Selon cette Cour, « La juridiction de renvoi demande, en substance, si l’article 7, point 2, du règlement no 1215/2012 doit être interprété en ce sens que la juridiction du lieu où se trouve le centre des intérêts d’une personne prétendant que ses droits de la personnalité ont été violés par un contenu mis en ligne sur un site Internet n’est compétente pour connaître, au titre de l’intégralité du dommage allégué, d’une action en responsabilité introduite par cette personne que si ce contenu permet d’identifier, directement ou indirectement, ladite personne en tant qu’individu. » Elle y répond positivement dès lors que le  « contenu comporte des éléments objectifs et vérifiables permettant d’identifier, directement ou indirectement, ladite personne en tant qu’individu ».

La Cour rappelle notamment que la victime d’une atteinte à un droit de la personnalité au moyen de contenus mis en ligne sur un site Internet a la faculté de saisir d’une action en responsabilité, au titre de l’intégralité du dommage causé, la juridiction du lieu où se trouve le centre de ses intérêts (arrêt du 17 octobre 2017, Bolagsupplysningen et Ilsjan, C‑194/16, EU:C:2017:766, point 32).

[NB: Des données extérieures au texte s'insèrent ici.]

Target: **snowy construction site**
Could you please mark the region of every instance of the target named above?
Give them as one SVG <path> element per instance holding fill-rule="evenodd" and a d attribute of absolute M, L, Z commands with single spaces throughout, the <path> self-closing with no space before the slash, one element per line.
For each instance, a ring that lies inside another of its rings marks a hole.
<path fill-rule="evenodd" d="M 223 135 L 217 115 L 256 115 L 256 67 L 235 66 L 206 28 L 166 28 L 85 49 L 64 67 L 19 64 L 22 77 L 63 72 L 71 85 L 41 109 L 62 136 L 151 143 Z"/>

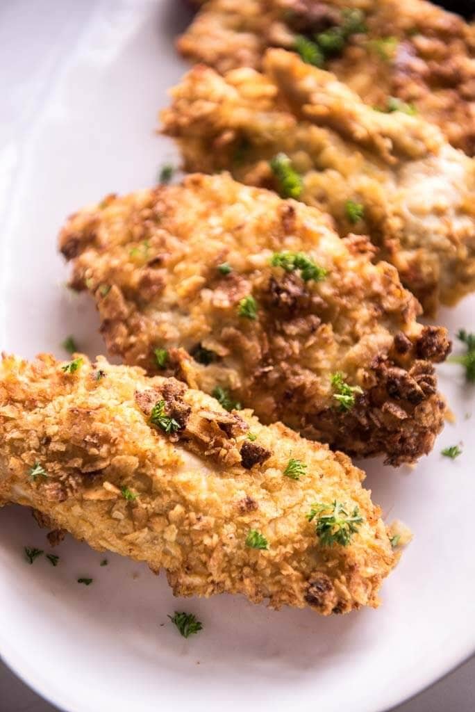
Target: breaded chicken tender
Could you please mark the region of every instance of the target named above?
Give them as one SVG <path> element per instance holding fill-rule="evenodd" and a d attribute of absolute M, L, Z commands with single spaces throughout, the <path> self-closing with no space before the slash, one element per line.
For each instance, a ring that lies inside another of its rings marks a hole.
<path fill-rule="evenodd" d="M 269 50 L 264 70 L 222 77 L 198 66 L 173 90 L 164 131 L 186 169 L 229 169 L 330 213 L 341 236 L 368 235 L 427 315 L 475 290 L 475 159 L 418 116 L 375 111 L 294 53 Z M 290 189 L 282 159 L 299 182 Z"/>
<path fill-rule="evenodd" d="M 432 3 L 208 0 L 177 46 L 222 73 L 260 69 L 268 47 L 299 51 L 367 103 L 408 103 L 475 153 L 475 26 Z"/>
<path fill-rule="evenodd" d="M 395 268 L 316 209 L 191 175 L 80 211 L 60 244 L 126 363 L 348 454 L 397 465 L 432 447 L 447 330 L 417 323 Z"/>
<path fill-rule="evenodd" d="M 4 357 L 0 504 L 164 569 L 176 595 L 324 615 L 378 605 L 399 555 L 348 457 L 175 379 L 75 355 Z"/>

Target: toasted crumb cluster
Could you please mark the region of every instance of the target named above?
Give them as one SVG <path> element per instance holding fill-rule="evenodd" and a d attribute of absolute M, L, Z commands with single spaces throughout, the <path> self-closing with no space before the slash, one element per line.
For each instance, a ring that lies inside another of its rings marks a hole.
<path fill-rule="evenodd" d="M 230 170 L 329 213 L 343 237 L 368 235 L 427 315 L 475 290 L 474 159 L 419 116 L 375 111 L 294 53 L 268 51 L 263 69 L 222 77 L 198 66 L 173 90 L 164 132 L 186 169 Z M 294 184 L 276 169 L 282 155 Z"/>
<path fill-rule="evenodd" d="M 457 15 L 424 0 L 202 4 L 177 43 L 185 56 L 222 73 L 260 69 L 268 47 L 296 51 L 303 37 L 319 47 L 319 63 L 367 103 L 384 109 L 395 98 L 413 105 L 454 146 L 475 153 L 475 26 Z M 361 19 L 336 43 L 348 12 Z M 315 61 L 313 54 L 307 58 Z"/>
<path fill-rule="evenodd" d="M 397 465 L 430 451 L 447 331 L 417 324 L 394 267 L 317 209 L 191 175 L 80 211 L 60 244 L 126 363 L 348 454 Z"/>
<path fill-rule="evenodd" d="M 0 504 L 165 569 L 176 595 L 239 593 L 324 615 L 378 606 L 399 555 L 348 457 L 173 378 L 75 355 L 73 373 L 46 355 L 4 357 Z M 154 424 L 157 402 L 171 431 Z M 251 463 L 252 449 L 265 457 Z M 283 474 L 291 458 L 306 464 L 298 481 Z M 358 522 L 346 545 L 322 544 L 309 520 L 333 502 Z"/>

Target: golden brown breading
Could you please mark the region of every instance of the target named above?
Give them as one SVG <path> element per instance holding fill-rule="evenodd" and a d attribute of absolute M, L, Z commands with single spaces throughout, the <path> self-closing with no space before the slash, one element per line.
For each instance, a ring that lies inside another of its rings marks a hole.
<path fill-rule="evenodd" d="M 399 464 L 431 449 L 444 412 L 431 362 L 445 357 L 447 331 L 417 324 L 394 267 L 373 264 L 365 238 L 340 239 L 316 209 L 192 175 L 109 197 L 73 216 L 60 243 L 126 363 L 160 372 L 154 349 L 166 349 L 167 374 L 228 389 L 264 422 L 348 454 Z M 285 251 L 326 276 L 272 266 Z M 353 408 L 335 397 L 337 372 L 361 389 Z"/>
<path fill-rule="evenodd" d="M 164 568 L 176 595 L 240 593 L 325 615 L 378 606 L 398 555 L 348 457 L 172 378 L 100 357 L 62 365 L 45 355 L 0 365 L 0 504 Z M 169 434 L 151 424 L 160 401 L 178 426 Z M 246 448 L 264 453 L 252 471 Z M 283 473 L 291 458 L 306 465 L 298 481 Z M 346 545 L 324 545 L 307 519 L 334 501 L 363 519 Z M 246 545 L 252 530 L 267 550 Z"/>
<path fill-rule="evenodd" d="M 346 38 L 325 67 L 367 103 L 390 97 L 413 104 L 449 141 L 475 153 L 475 26 L 423 0 L 209 0 L 178 50 L 226 72 L 260 69 L 267 47 L 293 49 L 296 37 L 341 28 L 348 9 L 365 31 Z"/>
<path fill-rule="evenodd" d="M 186 169 L 226 169 L 278 190 L 271 161 L 283 152 L 302 177 L 299 199 L 329 212 L 341 236 L 368 234 L 426 314 L 475 290 L 475 159 L 419 117 L 374 111 L 294 53 L 269 50 L 264 66 L 222 77 L 198 66 L 173 90 L 161 116 Z M 363 218 L 349 219 L 348 201 Z"/>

Cette solution fondée sur la bonne administration de la justice ne remet pas en cause la prévisibilité les règles de compétence à l’égard du défendeur « étant donné que l’émetteur d’un contenu attentatoire est, au moment de la mise en ligne de ce contenu, en mesure de connaître les centres des intérêts des personnes qui font l’objet de celui-ci, de telle sorte que le critère du centre des intérêts permettait à la fois au demandeur d’identifier facilement la juridiction qu’il peut saisir et au défendeur de prévoir raisonnablement celle devant laquelle il pouvait être attrait (arrêts du 25 octobre 2011, eDate Advertising e.a., C‑509/09 et C‑161/10, EU:C:2011:685, point 50, ainsi que du 17 octobre 2017, Bolagsupplysningen et Ilsjan, C‑194/16, EU:C:2017:766, point 35). »

La Cour de Justice considère ensuite que « …l’attribution à la juridiction du lieu où se trouve le centre des intérêts de cette personne d’une compétence pour connaître, au titre de l’intégralité du dommage allégué, de l’action introduite par celle-ci, lorsque cette dernière n’est ni nommément mentionnée ni indirectement identifiée en tant qu’individu dans ledit contenu, nuirait à la prévisibilité des règles de compétence prévues par le règlement no 1215/2012 et à la sécurité juridique que celui-ci vise à garantir, notamment à l’égard de l’émetteur du contenu concerné ». (CJUE, 17 juin 2021, Mittelbayerischer Verlag KG contre SM,C-800/19).